Source code for deepobs.tensorflow.datasets.two_d

# -*- coding: utf-8 -*-
"""2D DeepOBS dataset."""

import numpy as np
import tensorflow as tf
from . import dataset


[docs]class two_d(dataset.DataSet):
    """DeepOBS data set class to create two dimensional stochastic testproblems.

    This toy data set consists of a fixed number (``train_size``) of iid draws
    from two scalar zero-mean normal distributions with standard deviation
    specified by the ``noise_level``.

  Args:
    batch_size (int): The mini-batch size to use. Note that, if ``batch_size``
        is not a divider of the dataset size (``1000`` for train and test) the
        remainder is dropped in each epoch (after shuffling).
    train_size (int): Size of the training data set. This will also be used as
        the train_eval and test set size. Defaults to ``10000``.
    noise_level (float): Standard deviation of the data points around the mean.
        The data points are drawn from a Gaussian distribution. Defaults to
        ``1.0``.

  Attributes:
    batch: A tuple ``(x, y)`` of tensors with random x and y that can be used to
        create a noisy two dimensional testproblem. Executing these
        tensors raises a ``tf.errors.OutOfRangeError`` after one epoch.
    train_init_op: A tensorflow operation initializing the dataset for the
        training phase.
    train_eval_init_op: A tensorflow operation initializing the testproblem for
        evaluating on training data.
    test_init_op: A tensorflow operation initializing the testproblem for
        evaluating on test data.
    phase: A string-value tf.Variable that is set to "train", "train_eval" or
        "test", depending on the current phase. This can be used by testproblems
        to adapt their behavior to this phase.
  """

    def __init__(self, batch_size, train_size=10000, noise_level=1.0):
        """Creates a new 2D instance.

    Args:
      batch_size (int): The mini-batch size to use. Note that, if ``batch_size``
          is not a divider of the dataset size (1k for train and test) the
          remainder is dropped in each epoch (after shuffling).
      train_size (int): Size of the training data set. This will also be used as
          the train_eval and test set size. Defaults to ``10000``.
      noise_level (float): Standard deviation of the data points around the mean.
          The data points are drawn from a Gaussian distribution. Defaults to
          ``1.0``.
    """
        self._name = "two_d"
        self._train_size = train_size
        self._noise_level = noise_level
        super(two_d, self).__init__(batch_size)

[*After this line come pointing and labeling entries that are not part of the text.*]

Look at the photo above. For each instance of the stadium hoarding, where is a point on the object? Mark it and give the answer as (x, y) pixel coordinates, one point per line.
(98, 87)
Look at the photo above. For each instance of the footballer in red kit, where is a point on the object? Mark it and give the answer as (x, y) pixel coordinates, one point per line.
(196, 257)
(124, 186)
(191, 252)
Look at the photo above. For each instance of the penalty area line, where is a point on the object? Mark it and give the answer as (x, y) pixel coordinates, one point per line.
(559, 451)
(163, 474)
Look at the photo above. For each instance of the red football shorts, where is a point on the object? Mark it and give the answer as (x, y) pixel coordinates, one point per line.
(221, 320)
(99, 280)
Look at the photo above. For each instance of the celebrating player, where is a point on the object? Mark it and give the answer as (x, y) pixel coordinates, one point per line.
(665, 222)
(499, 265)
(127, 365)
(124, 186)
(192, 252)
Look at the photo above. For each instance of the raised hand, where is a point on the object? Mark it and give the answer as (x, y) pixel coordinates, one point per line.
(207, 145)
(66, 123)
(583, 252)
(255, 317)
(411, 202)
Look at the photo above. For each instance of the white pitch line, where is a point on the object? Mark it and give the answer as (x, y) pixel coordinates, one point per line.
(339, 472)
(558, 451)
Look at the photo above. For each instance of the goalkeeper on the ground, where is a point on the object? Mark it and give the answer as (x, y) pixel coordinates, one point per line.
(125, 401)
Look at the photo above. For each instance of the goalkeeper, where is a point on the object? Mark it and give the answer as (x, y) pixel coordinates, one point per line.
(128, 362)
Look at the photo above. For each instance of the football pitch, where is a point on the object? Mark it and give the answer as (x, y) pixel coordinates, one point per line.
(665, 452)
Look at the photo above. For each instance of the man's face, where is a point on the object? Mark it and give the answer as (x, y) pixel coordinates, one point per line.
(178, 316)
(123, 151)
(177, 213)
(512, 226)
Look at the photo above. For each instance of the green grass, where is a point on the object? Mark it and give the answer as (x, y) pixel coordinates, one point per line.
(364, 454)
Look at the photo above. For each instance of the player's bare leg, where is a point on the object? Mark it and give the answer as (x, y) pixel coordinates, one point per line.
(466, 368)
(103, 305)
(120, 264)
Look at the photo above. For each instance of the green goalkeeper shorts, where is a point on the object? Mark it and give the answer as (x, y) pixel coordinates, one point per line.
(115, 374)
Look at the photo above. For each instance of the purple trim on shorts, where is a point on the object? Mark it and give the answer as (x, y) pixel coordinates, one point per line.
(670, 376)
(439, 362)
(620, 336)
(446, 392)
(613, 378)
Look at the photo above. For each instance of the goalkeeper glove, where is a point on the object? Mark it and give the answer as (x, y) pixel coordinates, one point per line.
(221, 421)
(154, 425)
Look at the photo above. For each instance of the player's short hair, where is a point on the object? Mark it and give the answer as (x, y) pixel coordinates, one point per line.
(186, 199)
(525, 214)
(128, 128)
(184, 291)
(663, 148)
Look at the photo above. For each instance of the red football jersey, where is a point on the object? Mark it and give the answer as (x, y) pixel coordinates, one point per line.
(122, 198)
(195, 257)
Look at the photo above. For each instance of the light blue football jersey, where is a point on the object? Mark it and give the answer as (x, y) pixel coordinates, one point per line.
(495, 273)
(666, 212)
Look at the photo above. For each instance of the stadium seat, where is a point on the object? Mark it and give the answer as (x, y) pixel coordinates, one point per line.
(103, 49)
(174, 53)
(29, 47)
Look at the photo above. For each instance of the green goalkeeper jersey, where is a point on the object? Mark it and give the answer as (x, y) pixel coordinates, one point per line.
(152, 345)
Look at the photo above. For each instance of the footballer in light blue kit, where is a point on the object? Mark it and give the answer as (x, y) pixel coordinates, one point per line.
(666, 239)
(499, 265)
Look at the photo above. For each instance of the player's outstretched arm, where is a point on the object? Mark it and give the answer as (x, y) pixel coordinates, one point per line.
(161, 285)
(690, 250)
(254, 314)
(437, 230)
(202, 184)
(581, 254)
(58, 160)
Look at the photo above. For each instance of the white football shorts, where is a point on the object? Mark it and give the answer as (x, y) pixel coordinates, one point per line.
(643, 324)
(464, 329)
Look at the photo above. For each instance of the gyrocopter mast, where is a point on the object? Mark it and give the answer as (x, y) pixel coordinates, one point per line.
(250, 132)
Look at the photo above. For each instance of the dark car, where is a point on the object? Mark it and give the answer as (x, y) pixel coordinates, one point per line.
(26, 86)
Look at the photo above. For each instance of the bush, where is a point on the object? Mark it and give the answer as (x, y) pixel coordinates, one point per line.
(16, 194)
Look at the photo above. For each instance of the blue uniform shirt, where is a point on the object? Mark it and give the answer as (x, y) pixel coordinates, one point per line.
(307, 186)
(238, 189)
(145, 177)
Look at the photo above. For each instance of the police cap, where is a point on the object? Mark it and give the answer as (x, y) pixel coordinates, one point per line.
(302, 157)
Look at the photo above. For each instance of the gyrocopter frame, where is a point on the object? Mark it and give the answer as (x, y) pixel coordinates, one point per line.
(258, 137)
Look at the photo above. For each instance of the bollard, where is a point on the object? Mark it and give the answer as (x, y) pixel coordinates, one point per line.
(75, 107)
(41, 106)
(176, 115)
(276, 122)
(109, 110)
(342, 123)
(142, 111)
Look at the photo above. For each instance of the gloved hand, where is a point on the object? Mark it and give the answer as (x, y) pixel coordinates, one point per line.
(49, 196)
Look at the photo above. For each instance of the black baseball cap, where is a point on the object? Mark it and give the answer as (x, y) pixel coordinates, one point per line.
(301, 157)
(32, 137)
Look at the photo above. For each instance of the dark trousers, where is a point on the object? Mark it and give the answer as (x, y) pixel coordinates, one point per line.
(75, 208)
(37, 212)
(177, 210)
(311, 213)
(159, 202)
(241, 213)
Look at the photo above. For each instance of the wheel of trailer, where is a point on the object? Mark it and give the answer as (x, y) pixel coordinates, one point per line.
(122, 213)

    def _make_dataset(self, data_x, data_y, shuffle=True):
        """Creates a 2D data set (helper used by ``.make_*_datset`` below).

        Args:
          data_x (np.array): Numpy array containing the ``X`` values of the
            data points.
          data_y (np.array): Numpy array containing the ``y`` values of the
            data points.
          shuffle (bool): Switch to turn on or off shuffling of the data set.
            Defaults to ``True``.

        Returns:
            A tf.data.Dataset yielding batches of 2D data.
        """
        with tf.name_scope(self._name):
            with tf.device("/cpu:0"):
                data = tf.data.Dataset.from_tensor_slices((data_x, data_y))
                if shuffle:
                    data = data.shuffle(buffer_size=20000)
                data = data.batch(self._batch_size, drop_remainder=True)
                data = data.prefetch(buffer_size=4)
                return data

    def _make_train_datasets(self):
        """Creates the three 2D datasets stemming from the training
        part of the data set, i.e. the training set, the training
        evaluation set, and the validation set.

    Returns:
      A tf.data.Dataset instance with batches of training data.
      A tf.data.Dataset instance with batches of training eval data.
      A tf.data.Dataset instance with batches of validation data.
    """
        # Draw data from a random generator with a fixed seed to always get the
        # same data.
        rng = np.random.RandomState(42)
        train_x = rng.normal(0.0, self._noise_level, self._train_size)
        train_y = rng.normal(0.0, self._noise_level, self._train_size)
        train_x = np.float32(train_x)
        train_y = np.float32(train_y)
        train_data = self._make_dataset(train_x, train_y, shuffle=True)

        train_eval_data = train_data.take(self._train_size // self._batch_size)

        # Draw data from a random generator with a fixed seed to always get the
        # same data.
        rng = np.random.RandomState(44)
        valid_x = rng.normal(0.0, self._noise_level, self._train_size)
        valid_y = rng.normal(0.0, self._noise_level, self._train_size)
        valid_x = np.float32(valid_x)
        valid_y = np.float32(valid_y)
        valid_data = self._make_dataset(valid_x, valid_y, shuffle=False)

        return train_data, train_eval_data, valid_data

    def _make_test_dataset(self):
        """Creates the quadratic test dataset.

    Returns:
      A tf.data.Dataset instance with batches of test data.
    """
        # recovers the deterministic 2D function using zeros
        test_x, test_y = np.zeros(self._train_size), np.zeros(self._train_size)
        test_x = np.float32(test_x)
        test_y = np.float32(test_y)

        return self._make_dataset(test_x, test_y, shuffle=False)